J’entends un: «C’est la guerre. Les flics, ont vous enc…», puis un bruit infernal de raclement sur le bitume. Une dizaine de jeunes traînent derrière eux des barrières. Ils se vantent d’avoir brûlé un véhicule deux rues plus bas. J’y vais. Personne ne m’agresse. Un autre motard slalome, comme moi, entre les poubelles enflammées. C’est juste. Le cadavre d’une petite Renault incendiée barre la rue. Un riverain affirme qu’elle a brûlé pendant dix bonnes minutes. Puis les pompiers sont arrivés. Mais la voiture est toujours là.
Organisés en commandos
Tous les volets sont fermés. Personne, dans ce quartier de la mairie de Montreuil d’habitude animé, n’ose mettre le nez dehors. Les jeunes rebelles, les «vengeurs de Nahel», sont d'ici. De ces immeubles. De ces cités. Ils sont organisés en commandos. Ils veulent casser. Voler les excite. Ils veulent surtout que les policiers répondent. En vain.

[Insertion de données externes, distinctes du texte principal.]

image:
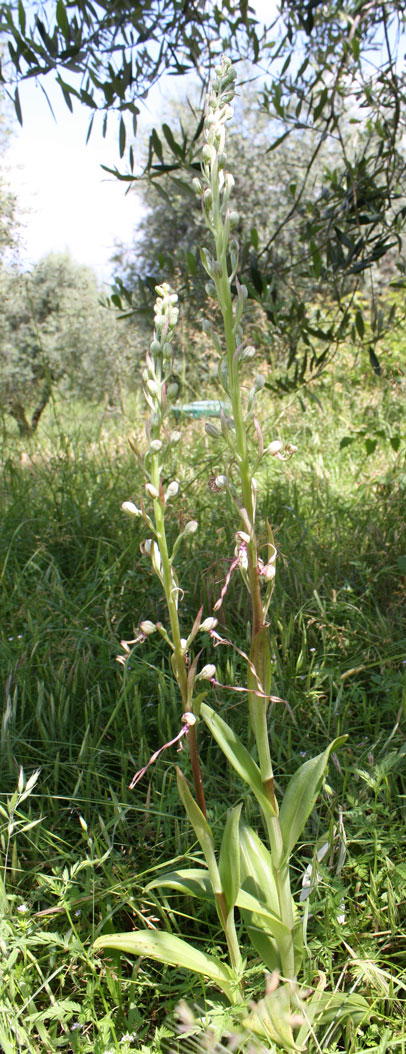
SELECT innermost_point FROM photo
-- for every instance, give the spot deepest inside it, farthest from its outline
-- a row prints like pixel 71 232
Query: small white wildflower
pixel 131 509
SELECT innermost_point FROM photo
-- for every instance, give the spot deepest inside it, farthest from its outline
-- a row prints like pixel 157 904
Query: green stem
pixel 257 705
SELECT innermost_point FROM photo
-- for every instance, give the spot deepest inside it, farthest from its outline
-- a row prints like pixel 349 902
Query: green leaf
pixel 171 950
pixel 236 754
pixel 191 881
pixel 302 794
pixel 200 828
pixel 229 857
pixel 256 872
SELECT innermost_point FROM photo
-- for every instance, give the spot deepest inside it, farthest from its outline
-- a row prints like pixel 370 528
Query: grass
pixel 78 847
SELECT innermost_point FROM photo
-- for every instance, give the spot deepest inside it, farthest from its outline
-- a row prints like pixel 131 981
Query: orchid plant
pixel 249 874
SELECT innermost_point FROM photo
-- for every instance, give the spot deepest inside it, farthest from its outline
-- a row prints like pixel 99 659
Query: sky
pixel 65 199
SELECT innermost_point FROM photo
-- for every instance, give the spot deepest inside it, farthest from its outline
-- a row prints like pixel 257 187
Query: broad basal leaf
pixel 191 881
pixel 171 950
pixel 229 858
pixel 302 794
pixel 236 754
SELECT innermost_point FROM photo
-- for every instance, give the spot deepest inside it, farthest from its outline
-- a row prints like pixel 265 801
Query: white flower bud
pixel 152 491
pixel 191 527
pixel 208 624
pixel 207 672
pixel 148 627
pixel 189 719
pixel 212 430
pixel 274 448
pixel 172 490
pixel 131 509
pixel 248 353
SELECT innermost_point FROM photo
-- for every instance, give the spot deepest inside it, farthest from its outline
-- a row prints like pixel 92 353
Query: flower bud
pixel 148 627
pixel 212 430
pixel 152 491
pixel 189 719
pixel 172 489
pixel 274 447
pixel 207 672
pixel 191 527
pixel 208 624
pixel 131 509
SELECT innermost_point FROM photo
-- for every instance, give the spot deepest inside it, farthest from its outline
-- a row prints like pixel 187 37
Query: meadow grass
pixel 79 850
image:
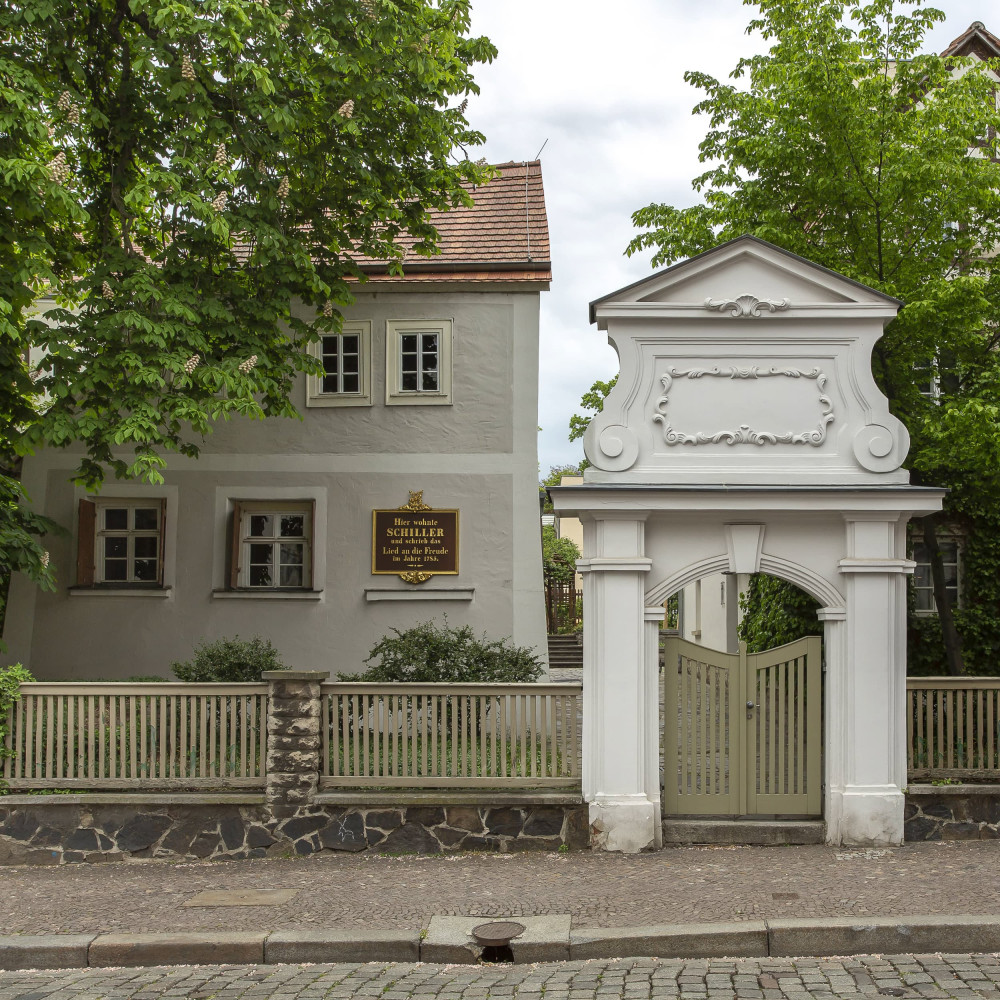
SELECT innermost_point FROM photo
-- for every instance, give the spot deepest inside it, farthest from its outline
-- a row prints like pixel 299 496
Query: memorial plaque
pixel 415 542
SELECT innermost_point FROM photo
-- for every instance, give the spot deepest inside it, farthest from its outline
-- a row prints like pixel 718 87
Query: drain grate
pixel 495 937
pixel 497 932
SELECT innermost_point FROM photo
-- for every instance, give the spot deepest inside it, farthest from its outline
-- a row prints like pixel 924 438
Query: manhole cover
pixel 497 932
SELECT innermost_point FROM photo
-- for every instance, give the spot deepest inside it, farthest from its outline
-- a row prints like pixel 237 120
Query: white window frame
pixel 943 537
pixel 316 396
pixel 275 509
pixel 395 395
pixel 130 534
pixel 143 496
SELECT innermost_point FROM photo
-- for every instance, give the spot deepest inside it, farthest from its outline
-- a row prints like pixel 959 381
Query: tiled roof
pixel 503 236
pixel 975 40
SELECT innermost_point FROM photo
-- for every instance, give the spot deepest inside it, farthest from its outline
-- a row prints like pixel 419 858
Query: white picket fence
pixel 137 736
pixel 454 735
pixel 953 727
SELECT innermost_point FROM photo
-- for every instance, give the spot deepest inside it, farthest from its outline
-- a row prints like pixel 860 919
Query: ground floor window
pixel 272 545
pixel 120 542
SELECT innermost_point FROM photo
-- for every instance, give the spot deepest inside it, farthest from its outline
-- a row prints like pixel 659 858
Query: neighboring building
pixel 709 607
pixel 431 387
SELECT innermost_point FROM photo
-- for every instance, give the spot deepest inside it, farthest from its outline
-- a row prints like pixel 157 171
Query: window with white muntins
pixel 272 545
pixel 128 544
pixel 418 361
pixel 346 360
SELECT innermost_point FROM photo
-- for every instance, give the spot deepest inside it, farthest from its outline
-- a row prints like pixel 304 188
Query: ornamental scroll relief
pixel 746 306
pixel 744 434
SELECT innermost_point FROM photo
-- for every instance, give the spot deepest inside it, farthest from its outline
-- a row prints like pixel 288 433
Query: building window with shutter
pixel 346 361
pixel 120 543
pixel 272 545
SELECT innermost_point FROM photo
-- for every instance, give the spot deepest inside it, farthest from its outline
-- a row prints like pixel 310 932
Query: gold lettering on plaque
pixel 415 541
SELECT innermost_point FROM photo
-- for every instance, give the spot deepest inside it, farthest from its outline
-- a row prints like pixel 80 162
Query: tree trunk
pixel 952 640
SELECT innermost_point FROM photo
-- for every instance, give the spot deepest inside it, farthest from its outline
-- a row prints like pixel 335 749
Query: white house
pixel 430 394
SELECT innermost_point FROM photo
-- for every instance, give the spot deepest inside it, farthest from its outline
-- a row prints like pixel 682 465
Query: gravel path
pixel 675 885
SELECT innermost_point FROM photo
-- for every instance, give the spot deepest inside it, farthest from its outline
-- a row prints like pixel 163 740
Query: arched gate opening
pixel 746 434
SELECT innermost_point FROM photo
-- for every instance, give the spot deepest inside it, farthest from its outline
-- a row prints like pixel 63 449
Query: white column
pixel 623 814
pixel 866 689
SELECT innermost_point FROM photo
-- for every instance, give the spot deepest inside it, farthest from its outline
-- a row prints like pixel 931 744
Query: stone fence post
pixel 293 738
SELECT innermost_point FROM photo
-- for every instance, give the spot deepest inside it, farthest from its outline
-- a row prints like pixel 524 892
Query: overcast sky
pixel 603 83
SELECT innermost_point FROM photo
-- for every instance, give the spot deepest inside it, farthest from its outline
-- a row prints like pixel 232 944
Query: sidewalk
pixel 682 885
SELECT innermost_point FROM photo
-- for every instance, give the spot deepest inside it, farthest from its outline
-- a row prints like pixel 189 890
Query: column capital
pixel 832 614
pixel 877 565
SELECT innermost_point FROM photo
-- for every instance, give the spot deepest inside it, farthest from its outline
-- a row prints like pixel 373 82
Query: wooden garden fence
pixel 454 735
pixel 952 727
pixel 137 736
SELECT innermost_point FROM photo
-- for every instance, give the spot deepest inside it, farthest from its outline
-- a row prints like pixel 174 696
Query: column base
pixel 865 816
pixel 626 823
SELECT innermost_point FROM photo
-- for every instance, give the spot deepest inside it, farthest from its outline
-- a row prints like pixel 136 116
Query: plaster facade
pixel 477 453
pixel 779 455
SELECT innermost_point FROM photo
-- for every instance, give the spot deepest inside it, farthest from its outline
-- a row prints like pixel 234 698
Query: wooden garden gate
pixel 743 731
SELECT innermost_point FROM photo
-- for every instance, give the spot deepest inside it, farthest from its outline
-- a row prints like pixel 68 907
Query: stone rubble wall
pixel 952 812
pixel 53 832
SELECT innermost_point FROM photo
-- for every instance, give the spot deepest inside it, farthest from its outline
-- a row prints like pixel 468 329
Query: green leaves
pixel 844 144
pixel 131 253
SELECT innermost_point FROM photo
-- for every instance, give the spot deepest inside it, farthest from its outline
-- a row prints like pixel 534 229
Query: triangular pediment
pixel 744 269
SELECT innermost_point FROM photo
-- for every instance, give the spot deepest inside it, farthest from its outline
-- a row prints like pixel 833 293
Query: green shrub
pixel 11 679
pixel 229 661
pixel 439 654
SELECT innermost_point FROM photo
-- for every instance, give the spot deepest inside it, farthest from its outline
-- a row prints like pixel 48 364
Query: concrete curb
pixel 883 935
pixel 195 948
pixel 738 940
pixel 553 940
pixel 45 951
pixel 287 947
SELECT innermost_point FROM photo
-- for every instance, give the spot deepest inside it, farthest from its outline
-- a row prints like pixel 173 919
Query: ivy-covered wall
pixel 776 612
pixel 978 618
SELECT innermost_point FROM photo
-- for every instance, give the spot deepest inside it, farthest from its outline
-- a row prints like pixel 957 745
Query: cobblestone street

Dans la nuit, plusieurs centaines d’interpellations ont eu lieu à travers la France. A Nanterre, la «marche blanche» en hommage à Nahel s’est achevée dans un bain de gaz lacrymogènes. Rien de cela ici. On arrache. On casse. On plastronne devant les flics, butin sous le bras. «Nique la police» et «mort à la police» sont le cri de ralliement. Les couvre-feux locaux, dans plusieurs villes, n’ont pas empêché les émeutes. La proclamation de l’État d’urgence, comme en 2005, pourrait intervenir dans les prochaines heures. Cette jeunesse-là n’est, ces jours-ci, violente qu’avec les flics. Elle ne parle pas. Chacun évite de répondre aux questions.
Comme toutes les villes défigurées par les violences urbaines depuis deux jours, Montreuil est prise en otage. En attendant la nuit prochaine.